# Horse Demonstration, Ideas?



## cakemom (Jul 4, 2010)

Braiding, tacking, measuring, figuring weight with a tape
_Posted via Mobile Device_


----------



## equiniphile (Aug 16, 2009)

Thanks, CM! I think braiding would be too involved, and weight/height measuring not enough. I like the idea about tacking up, though.


----------



## Skipsfirstspike (Mar 22, 2010)

If you demonstrate tacking him up, someone is going to want to ride him. I don't think you want to give pony rides to all your classmates.
I find that people who are not familiar with horses tend to be fascinated with seeing their hooves being cleaned out. I will assume since you are bringing your horse around newbies that he has excellent ground manners. So that is something you can have a lot of people try, picking up your horse's front foot, and using a hoof pick/brush. 
You can also bring in photos off the internet of the consequences of improper/nonexistant hoof care, bring in different sized horseshoes (can hold up to horse's hoof to compare size/shape/which ones would or would not fit), and general info about keeping hooves healthy.


----------



## Poseidon (Oct 1, 2010)

I like the idea of tacking up...but that's because that's what I did for one of my projects for a class this semester. It was my first film project way back in January and we had to do a demonstration for something, but since we were using film instead of digital, there was no sound. I tacked up Abby (while all bundled up in a coat in mittens in an unheated arena in January in North Dakota. Cold.). It ended up looking really cool and my teacher really liked it. I wish I could post it on the HF just for fun, but it's on film and I have no idea how to convert it. Haha.

Good luck!


----------



## equiniphile (Aug 16, 2009)

Thanks for the ideas! I think I'll be bringing Lenox and Latte. They both have excellent ground manners, but Lenox doesn't pick up her feet herself; you have to literally grab her feathering and pull her big foot up yourself. People have such different ways of training :lol:.
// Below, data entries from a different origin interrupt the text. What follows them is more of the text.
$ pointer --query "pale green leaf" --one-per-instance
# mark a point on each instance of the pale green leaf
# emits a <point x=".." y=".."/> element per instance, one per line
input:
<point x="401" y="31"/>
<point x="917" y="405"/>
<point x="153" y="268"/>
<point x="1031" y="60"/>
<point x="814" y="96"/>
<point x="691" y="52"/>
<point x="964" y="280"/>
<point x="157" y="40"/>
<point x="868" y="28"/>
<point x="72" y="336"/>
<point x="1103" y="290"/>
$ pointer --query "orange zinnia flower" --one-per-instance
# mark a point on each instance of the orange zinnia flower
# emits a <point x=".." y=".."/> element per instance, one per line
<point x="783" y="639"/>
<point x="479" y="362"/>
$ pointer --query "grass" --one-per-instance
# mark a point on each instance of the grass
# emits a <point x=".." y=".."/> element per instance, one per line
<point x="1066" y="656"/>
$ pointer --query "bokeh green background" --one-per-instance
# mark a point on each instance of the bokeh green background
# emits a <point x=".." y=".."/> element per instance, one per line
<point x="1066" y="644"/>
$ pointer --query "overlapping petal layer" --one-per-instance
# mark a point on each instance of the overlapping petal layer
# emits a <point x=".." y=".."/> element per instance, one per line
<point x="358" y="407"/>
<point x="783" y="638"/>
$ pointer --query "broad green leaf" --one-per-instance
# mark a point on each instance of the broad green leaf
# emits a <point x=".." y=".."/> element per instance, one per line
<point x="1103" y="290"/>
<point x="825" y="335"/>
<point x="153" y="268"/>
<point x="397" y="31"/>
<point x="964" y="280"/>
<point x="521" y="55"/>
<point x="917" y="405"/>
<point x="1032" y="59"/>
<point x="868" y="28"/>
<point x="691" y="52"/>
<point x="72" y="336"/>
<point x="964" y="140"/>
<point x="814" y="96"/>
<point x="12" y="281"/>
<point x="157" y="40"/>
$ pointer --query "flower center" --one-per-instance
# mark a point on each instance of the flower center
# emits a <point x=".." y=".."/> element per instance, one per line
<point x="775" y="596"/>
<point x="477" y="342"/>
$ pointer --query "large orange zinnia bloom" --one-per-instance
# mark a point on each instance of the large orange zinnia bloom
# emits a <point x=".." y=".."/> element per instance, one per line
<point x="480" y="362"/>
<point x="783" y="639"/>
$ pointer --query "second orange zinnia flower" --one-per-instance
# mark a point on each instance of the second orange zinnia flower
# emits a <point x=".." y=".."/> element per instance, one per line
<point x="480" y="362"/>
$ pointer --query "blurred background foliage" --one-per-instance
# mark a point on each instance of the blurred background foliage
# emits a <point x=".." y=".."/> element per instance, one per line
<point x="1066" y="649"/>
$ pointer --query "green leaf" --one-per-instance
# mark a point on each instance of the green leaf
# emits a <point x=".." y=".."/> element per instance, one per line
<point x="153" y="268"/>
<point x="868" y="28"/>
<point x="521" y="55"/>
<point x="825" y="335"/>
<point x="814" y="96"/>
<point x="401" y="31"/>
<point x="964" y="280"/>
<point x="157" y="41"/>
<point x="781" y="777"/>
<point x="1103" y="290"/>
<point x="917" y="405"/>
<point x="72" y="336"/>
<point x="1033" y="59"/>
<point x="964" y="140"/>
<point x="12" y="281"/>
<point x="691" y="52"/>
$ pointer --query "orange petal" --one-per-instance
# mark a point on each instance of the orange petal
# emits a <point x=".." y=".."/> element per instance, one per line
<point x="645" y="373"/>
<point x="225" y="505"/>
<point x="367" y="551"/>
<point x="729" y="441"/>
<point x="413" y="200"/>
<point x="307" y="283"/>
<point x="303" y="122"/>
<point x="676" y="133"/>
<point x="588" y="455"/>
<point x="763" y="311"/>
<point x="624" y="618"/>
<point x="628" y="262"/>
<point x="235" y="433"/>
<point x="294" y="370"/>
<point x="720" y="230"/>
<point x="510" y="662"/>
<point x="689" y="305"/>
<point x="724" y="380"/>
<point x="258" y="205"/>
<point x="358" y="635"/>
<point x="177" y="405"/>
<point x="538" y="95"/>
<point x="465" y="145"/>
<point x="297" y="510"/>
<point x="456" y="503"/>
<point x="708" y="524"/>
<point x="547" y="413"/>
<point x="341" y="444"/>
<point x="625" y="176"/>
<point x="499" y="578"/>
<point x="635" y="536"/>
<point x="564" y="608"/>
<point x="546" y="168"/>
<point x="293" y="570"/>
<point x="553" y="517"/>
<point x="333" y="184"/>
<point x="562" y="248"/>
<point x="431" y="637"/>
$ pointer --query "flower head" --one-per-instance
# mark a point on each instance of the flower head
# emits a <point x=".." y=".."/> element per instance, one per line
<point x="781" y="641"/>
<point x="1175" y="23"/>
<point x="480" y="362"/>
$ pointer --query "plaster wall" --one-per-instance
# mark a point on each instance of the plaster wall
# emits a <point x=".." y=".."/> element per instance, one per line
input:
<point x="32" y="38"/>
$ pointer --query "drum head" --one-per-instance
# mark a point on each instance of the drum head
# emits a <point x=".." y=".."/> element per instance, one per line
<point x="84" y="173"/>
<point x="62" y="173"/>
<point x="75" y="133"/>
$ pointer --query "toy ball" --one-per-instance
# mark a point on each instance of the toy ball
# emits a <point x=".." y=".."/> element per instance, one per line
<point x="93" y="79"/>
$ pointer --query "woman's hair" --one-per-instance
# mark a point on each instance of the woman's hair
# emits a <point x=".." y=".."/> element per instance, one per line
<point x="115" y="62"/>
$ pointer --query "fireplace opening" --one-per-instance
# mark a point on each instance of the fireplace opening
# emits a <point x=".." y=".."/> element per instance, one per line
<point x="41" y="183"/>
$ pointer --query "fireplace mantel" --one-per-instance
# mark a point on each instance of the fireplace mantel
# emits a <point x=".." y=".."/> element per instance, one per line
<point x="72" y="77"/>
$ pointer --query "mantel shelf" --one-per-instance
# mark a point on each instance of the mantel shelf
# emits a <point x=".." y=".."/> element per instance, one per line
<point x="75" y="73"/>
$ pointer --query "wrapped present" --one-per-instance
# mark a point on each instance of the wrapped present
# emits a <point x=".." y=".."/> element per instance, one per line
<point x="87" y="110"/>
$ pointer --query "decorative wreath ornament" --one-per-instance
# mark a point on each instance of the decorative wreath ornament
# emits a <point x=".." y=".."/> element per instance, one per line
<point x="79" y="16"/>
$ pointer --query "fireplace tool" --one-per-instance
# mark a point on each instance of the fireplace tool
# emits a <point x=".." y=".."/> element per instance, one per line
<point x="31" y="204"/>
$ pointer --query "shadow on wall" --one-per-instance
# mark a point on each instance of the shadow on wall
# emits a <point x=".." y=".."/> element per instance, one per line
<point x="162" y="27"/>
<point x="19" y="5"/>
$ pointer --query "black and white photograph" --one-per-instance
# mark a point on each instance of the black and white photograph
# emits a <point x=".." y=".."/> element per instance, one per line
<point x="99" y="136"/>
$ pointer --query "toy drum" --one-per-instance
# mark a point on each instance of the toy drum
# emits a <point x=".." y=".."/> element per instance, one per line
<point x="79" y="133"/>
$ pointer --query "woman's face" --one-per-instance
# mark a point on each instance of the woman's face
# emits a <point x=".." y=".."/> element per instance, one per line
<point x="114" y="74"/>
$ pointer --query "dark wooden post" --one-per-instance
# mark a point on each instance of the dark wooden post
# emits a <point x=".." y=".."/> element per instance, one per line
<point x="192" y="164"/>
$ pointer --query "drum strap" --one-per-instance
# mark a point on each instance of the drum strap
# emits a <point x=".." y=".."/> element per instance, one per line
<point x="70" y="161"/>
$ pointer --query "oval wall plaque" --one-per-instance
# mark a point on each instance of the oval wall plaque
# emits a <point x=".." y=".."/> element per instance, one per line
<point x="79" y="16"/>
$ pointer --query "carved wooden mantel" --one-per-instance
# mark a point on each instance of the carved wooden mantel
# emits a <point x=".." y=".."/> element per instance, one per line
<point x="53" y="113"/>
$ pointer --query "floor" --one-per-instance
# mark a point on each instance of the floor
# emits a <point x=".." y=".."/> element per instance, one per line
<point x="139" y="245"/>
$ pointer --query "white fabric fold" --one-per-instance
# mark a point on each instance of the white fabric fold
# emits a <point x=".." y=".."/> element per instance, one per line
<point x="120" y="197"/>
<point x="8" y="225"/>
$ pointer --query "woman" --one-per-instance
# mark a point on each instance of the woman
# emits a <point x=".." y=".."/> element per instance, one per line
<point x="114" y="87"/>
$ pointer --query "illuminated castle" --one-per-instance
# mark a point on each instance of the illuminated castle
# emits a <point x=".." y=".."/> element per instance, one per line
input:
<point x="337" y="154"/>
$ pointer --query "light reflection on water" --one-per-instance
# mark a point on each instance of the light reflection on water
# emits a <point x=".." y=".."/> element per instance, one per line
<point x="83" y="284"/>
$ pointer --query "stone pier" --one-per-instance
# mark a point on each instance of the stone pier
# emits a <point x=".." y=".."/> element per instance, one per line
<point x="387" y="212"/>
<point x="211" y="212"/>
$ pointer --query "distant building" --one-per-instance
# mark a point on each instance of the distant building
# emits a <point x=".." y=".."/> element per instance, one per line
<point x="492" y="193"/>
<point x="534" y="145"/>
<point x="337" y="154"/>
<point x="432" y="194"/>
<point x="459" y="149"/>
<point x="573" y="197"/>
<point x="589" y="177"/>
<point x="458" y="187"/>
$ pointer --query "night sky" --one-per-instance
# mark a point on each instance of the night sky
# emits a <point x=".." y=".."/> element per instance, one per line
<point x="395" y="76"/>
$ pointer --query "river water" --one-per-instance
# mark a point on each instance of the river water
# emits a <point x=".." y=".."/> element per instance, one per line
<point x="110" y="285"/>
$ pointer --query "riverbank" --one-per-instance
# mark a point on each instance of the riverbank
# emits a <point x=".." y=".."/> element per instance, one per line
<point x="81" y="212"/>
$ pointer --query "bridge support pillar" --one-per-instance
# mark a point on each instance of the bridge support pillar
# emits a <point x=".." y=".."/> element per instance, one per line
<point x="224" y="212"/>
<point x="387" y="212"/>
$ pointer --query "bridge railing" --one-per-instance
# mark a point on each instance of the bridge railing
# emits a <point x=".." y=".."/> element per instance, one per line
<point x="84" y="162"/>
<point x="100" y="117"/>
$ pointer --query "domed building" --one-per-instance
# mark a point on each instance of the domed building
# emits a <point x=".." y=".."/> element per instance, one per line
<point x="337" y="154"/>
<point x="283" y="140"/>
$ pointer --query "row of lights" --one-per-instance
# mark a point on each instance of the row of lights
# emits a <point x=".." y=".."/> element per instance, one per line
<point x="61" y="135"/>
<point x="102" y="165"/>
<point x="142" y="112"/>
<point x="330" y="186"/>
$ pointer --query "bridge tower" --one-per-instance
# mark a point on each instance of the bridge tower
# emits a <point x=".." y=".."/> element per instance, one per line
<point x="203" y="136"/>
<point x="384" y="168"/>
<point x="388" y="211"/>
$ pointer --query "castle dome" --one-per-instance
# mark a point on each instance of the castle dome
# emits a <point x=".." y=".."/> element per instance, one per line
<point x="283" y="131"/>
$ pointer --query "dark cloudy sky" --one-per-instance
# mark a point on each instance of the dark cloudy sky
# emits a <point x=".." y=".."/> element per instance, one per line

If I do do the tacking up, there will be no riding....that I'll make sure of haha!


----------



## Tamibunny (Jan 14, 2011)

If your horses do some tricks, that would be fun to have them bow and such. You should have people come up and try to pick a foot up, see if they can do it. I hate when people think that horses automaticly do everything. lol A little evil but it would be entertaining


----------



## equiniphile (Aug 16, 2009)

^Hah! Latte and Frappe (the mini foals) actually do bow and lay down, but I only get the extra credit if everyone can try and succeed in doing it.


----------